Des jeunes, contestant la victoire de Goodluck Jonathan à l'élection présidentielle (57% contre 31% pour son rival Buhari), ont déclenché, dans l’après-midi du lundi 18 avril, plusieurs soulèvements dans les Etats du nord du Nigéria.
 Suite à la proclamation de la victoire du président sortant Goodluck Jonathan, avec 57% des suffrages contre 31% à Muhammadu Buhari, des émeutes ont éclaté, lundi, dans le nord du Nigeria. A Kano, à Kaduna et dans bien d’autres Etats du nord, une atmosphère insurrectionnelle régnait en fin de journée.  Les autorités ont dû imposer un couvre-feu de 24 heures dans l’Etat de Kaduna. Dans  cet Etat du Nord,  des insurgés ont incendié la résidence de Namadi Sambo, vice-président. Dans la ville de  Zaria, des  manifestants ont procédé à la libération par des détenus de la prison centrale de la ville. Selon plusieurs sources, notamment la Croix-Rouge locale, le nombre de victimes ne cesse de croître.
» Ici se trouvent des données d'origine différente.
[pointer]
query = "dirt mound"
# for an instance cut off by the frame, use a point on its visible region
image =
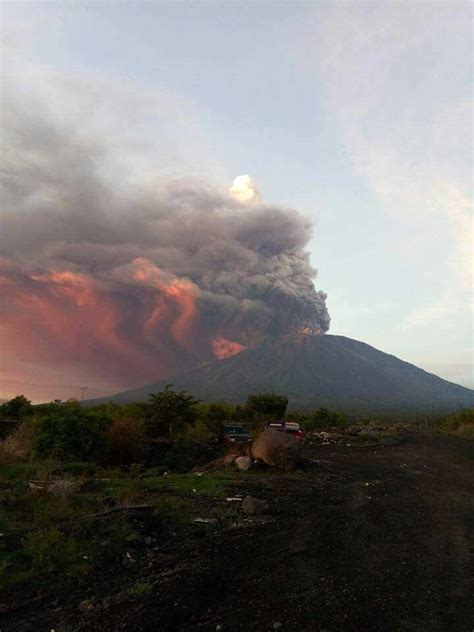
(277, 449)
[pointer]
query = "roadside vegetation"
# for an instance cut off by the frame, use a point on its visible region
(87, 488)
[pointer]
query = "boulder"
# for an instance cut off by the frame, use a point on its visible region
(244, 463)
(277, 449)
(254, 506)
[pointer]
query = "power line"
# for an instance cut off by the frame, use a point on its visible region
(68, 386)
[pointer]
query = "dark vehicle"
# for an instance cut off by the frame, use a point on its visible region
(234, 434)
(290, 427)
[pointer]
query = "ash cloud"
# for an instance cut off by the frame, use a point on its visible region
(128, 281)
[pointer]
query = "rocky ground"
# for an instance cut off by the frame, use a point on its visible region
(376, 538)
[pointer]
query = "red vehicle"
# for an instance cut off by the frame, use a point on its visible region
(290, 427)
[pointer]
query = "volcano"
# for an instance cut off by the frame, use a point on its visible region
(316, 370)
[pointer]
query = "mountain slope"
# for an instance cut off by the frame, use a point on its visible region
(314, 371)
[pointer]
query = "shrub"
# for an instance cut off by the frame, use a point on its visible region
(127, 440)
(169, 412)
(20, 442)
(51, 551)
(71, 433)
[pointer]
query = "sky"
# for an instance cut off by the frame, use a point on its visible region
(358, 114)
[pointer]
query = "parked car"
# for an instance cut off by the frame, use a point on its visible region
(290, 427)
(232, 433)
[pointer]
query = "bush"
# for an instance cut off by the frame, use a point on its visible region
(71, 433)
(169, 412)
(127, 440)
(53, 552)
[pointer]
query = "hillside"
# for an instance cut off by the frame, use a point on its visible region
(314, 371)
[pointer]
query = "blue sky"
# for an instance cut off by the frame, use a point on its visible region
(356, 113)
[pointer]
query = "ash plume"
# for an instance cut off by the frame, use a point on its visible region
(130, 281)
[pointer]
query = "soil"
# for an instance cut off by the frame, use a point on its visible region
(375, 538)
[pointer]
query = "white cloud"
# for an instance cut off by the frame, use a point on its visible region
(397, 76)
(244, 189)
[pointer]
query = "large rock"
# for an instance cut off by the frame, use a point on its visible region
(277, 449)
(244, 463)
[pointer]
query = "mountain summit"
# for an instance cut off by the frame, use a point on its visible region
(317, 370)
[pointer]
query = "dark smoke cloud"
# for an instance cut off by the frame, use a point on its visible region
(131, 281)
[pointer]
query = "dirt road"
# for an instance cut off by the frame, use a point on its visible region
(381, 538)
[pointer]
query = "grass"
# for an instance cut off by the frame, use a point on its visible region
(50, 537)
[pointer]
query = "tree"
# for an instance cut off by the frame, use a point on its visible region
(266, 406)
(169, 412)
(71, 433)
(325, 418)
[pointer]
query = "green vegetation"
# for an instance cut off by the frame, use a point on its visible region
(65, 469)
(71, 432)
(169, 412)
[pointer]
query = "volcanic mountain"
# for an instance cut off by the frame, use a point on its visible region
(313, 371)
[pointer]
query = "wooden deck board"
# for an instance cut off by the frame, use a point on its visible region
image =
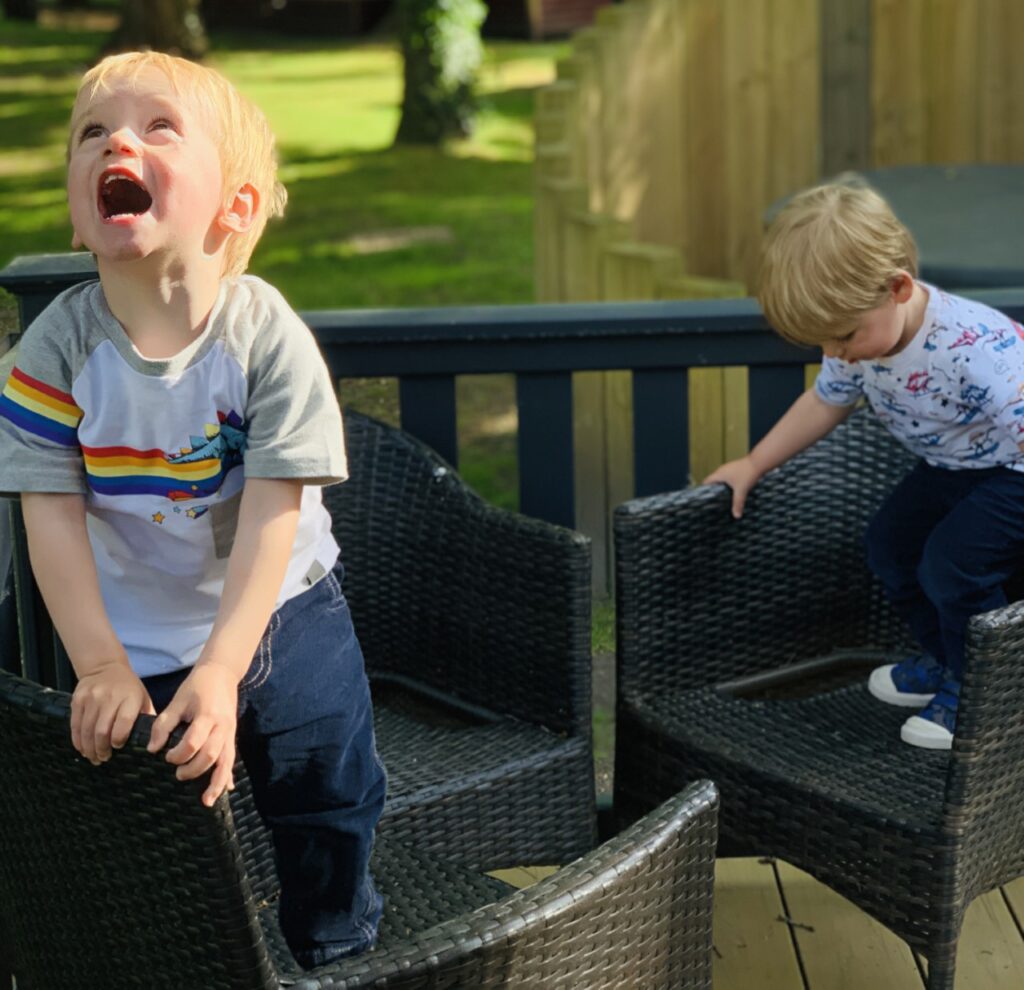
(840, 947)
(753, 945)
(991, 951)
(843, 948)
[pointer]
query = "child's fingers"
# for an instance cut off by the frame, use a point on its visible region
(101, 732)
(163, 726)
(190, 743)
(87, 732)
(123, 722)
(222, 778)
(204, 758)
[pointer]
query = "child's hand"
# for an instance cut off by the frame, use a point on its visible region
(103, 708)
(209, 699)
(740, 475)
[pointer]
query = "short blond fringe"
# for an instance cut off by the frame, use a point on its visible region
(829, 257)
(241, 131)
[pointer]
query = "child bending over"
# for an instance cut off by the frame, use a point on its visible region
(169, 428)
(945, 376)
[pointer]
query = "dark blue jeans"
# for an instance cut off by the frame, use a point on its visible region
(943, 545)
(306, 736)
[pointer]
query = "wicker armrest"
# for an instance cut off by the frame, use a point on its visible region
(989, 747)
(487, 606)
(704, 598)
(635, 911)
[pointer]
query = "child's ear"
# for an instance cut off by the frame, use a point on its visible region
(903, 287)
(240, 213)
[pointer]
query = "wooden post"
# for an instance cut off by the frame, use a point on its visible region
(846, 89)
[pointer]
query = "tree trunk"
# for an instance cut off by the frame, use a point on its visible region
(440, 45)
(171, 26)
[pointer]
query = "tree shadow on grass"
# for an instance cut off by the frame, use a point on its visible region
(485, 207)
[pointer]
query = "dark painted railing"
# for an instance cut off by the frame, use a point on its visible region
(542, 345)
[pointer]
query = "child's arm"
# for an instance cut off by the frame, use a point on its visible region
(208, 698)
(109, 696)
(808, 420)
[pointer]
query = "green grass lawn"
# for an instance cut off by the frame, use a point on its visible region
(368, 224)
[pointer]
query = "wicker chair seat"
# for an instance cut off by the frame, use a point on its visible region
(816, 774)
(117, 877)
(840, 746)
(470, 788)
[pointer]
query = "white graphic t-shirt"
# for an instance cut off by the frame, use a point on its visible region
(161, 449)
(954, 395)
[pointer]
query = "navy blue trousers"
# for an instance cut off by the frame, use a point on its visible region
(943, 545)
(306, 736)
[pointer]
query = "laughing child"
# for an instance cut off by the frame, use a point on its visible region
(169, 428)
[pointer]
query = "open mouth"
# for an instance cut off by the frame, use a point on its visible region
(121, 195)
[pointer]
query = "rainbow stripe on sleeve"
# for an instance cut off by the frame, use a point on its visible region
(40, 409)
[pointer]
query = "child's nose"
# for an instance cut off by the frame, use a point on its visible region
(124, 141)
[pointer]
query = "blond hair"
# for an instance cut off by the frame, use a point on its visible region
(239, 128)
(829, 257)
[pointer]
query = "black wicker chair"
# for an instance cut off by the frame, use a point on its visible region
(475, 625)
(116, 877)
(735, 639)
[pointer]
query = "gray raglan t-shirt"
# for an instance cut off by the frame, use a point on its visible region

Pourtant, au vu d’un scrutin jugé honnête par les observateurs de l'Union africaine (UA) déployés sur le terrain, de telles scènes de violences n’avaient pas lieu d’être. Les  partisans de Muhammadu Buhari sont visiblement d’un autre avis, accusant  le parti au pouvoir de fraudes massives et de bourrage d’urnes. S’ajoute à cette suspicion électorale, des  clivages ethniques et religieux qui pourraient compliquer la donne. Le Nigeria n’est décidemment pas sorti de l’auberge.